The Promise of Failure


John McNally occupies what is, at least in my experience, a unique place among writers who share their advice about the craft: more than authoring books on how to write, he talks about how to be a writer. They’re not the same thing.

McNally has written three books on writing. The first, The Creative Writer’s Survival Guide, talks about all the things to be considered when making writing a career that don’t involve actual writing, such as making enough money to live on while your career gets its feet under it, how to choose a writing program, how to handle workshops, and publicity. Highly recommended for anyone considering writing as a career, or in the relatively early stages of it.

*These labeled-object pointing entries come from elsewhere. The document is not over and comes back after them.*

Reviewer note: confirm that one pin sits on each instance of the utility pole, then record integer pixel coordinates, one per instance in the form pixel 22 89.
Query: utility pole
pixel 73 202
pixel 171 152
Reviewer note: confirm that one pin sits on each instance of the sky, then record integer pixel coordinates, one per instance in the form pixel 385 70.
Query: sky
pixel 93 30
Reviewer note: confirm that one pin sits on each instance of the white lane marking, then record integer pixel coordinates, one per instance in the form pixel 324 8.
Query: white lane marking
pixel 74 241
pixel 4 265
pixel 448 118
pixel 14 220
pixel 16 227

His second book, Vivid and Continuous, is the how-to writing book. It’s designed to be used as a textbook, though it works well for individuals. It also lays out well for anyone trying to get a better handle on things they might not have been ready for on a previous reading. This is a book I take a look at every couple of years and consider to be on a par with Stephen King’s On Writing.

We’re not here to talk about either of those today, as McNally has released another book that deserves attention from writers of any experience level. The Promise of Failure (University of Iowa Press) is McNally’s examination of what it’s like for a professional writer to have to prove himself again with every book. Sure, there are writers who don’t have to deal with rejection anymore, if only because their names have become so well recognized that people will buy their grocery lists and wonder what was meant by “romaine lettuce.” Did she change her mind about what kind of lettuce she wanted? Did someone tell her they didn’t like romaine lettuce? Did she have a bad experience with romaine lettuce that reared up from her subconscious mind after the list’s first draft? (“Then I remembered when Algernon took me to my favorite restaurant to tell me he was leaving, though he knew I was pregnant. A piece of romaine lettuce hung from the corner of his mouth, waving insolently at me as he ruined my life. Until then I loved romaine lettuce.”) No offense, but you’re not one of those writers. You wouldn’t be reading this if you were.

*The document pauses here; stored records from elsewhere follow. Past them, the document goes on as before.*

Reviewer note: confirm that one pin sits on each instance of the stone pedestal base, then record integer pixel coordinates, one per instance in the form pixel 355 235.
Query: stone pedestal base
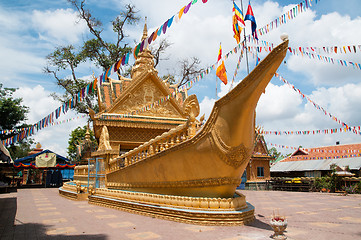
pixel 192 210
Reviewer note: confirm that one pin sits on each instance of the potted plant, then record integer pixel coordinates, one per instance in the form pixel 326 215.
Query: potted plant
pixel 279 225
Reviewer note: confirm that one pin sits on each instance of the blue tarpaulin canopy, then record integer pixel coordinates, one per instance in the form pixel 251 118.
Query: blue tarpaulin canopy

What McNally does in The Promise of Failure is to prepare the rest of us for the inevitable bumps in the road. How to avoid as many of them as possible. How to make those we do encounter smoother than they might otherwise be. How to find that failure exists on multiple levels and is in large part defined by your personal definition of success. How failure can in some ways be a good thing by freeing you to try something you might not have done had “success” set you on another path where the vistas weren’t as wide.

As with all of McNally’s books, The Promise of Failure is written in common sense, matter of fact language. He has a working class background and has come up through the ranks of writers by having made his share—and maybe then some—of choices he would not, in retrospect, repeat. You know, just like the rest of us. The book isn’t a lecture delivered from someone who has either won a Nobel Prize in Literature, or thinks he should have had those Scandinavian pricks understood the subtleties of the English language. McNally is your uncle—maybe a Dutch uncle—sitting next to you at a quiet neighborhood bar making an effort to tell you what to expect. Maybe you’ll get it, maybe you won’t, and maybe something he says today will resonates later when you most need it. Whichever way, his conscience is clear, and you walk away knowing he meant the best for you.

(Full disclosure: I read an advance copy provided by the University of Iowa Press. I was a student in John McNally’s workshop during the winter and spring of 2002 while he was George Washington University’s Jenny McKean Moore Visiting Writer.)

1 comment:

Elgin Bleecker said...

Dana – Thanks for this post. I do not know McNally’s work, but will check it out.